Singapore's central bank proposed to impose new requirements on financial institutions to improve controls and facilitate investigations into cases of market abuse.
The Monetary Authority of Singapore, or MAS, said it is proposing the new rules as the absence of information and delays associated with the retrieval of information on individuals who own or control trading accounts have impacted probes into market abuses. The challenges have been exacerbated by changes in technology and insufficient controls to detect and deter market abuse, it added.
To combat such challenges, the MAS proposed to introduce a client identification rules where financial institutions must establish arrangements with their clients to provide information about the ultimate beneficial owners of orders and trades, or O&Ts, to the central bank or any other law enforcement agency, within five days upon request.
Further, financial institutions would be required to record all communications between their trading representatives and the person instructing the O&T in customers' account for any capital market products. All records are to be kept for five years.

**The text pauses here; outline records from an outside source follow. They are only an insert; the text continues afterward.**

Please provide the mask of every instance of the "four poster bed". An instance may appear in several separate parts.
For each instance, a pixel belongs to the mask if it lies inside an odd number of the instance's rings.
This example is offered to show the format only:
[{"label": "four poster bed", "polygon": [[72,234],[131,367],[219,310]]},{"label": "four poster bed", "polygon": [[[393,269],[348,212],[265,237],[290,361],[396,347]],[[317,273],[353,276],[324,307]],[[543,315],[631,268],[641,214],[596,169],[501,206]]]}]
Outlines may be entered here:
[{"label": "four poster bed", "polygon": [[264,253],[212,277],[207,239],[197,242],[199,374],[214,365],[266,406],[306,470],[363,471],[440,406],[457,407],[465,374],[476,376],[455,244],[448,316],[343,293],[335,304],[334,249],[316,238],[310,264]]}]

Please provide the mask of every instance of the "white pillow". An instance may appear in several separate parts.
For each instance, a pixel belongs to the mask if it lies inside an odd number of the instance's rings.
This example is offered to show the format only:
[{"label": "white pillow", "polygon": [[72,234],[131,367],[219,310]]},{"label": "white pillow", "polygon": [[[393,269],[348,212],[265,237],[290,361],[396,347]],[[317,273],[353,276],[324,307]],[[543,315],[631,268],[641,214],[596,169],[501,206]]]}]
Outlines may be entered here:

The MAS also proposed to introduce a new requirement for financial institutions to capture and record the device ID for O&T executed via mobile trading applications. Financial institutions may also be required to maintain a centralized electronic register of all payments received in cash or from third parties. For cash payments, the register should contain the identity of the payer, the reason for paying and source of funds. For noncash payments, financial institutions should document all available details, such as mode of payment, name of counterparty bank and account holder.
The MAS is seeking comments from all financial institutions and other interested parties until Sept. 5.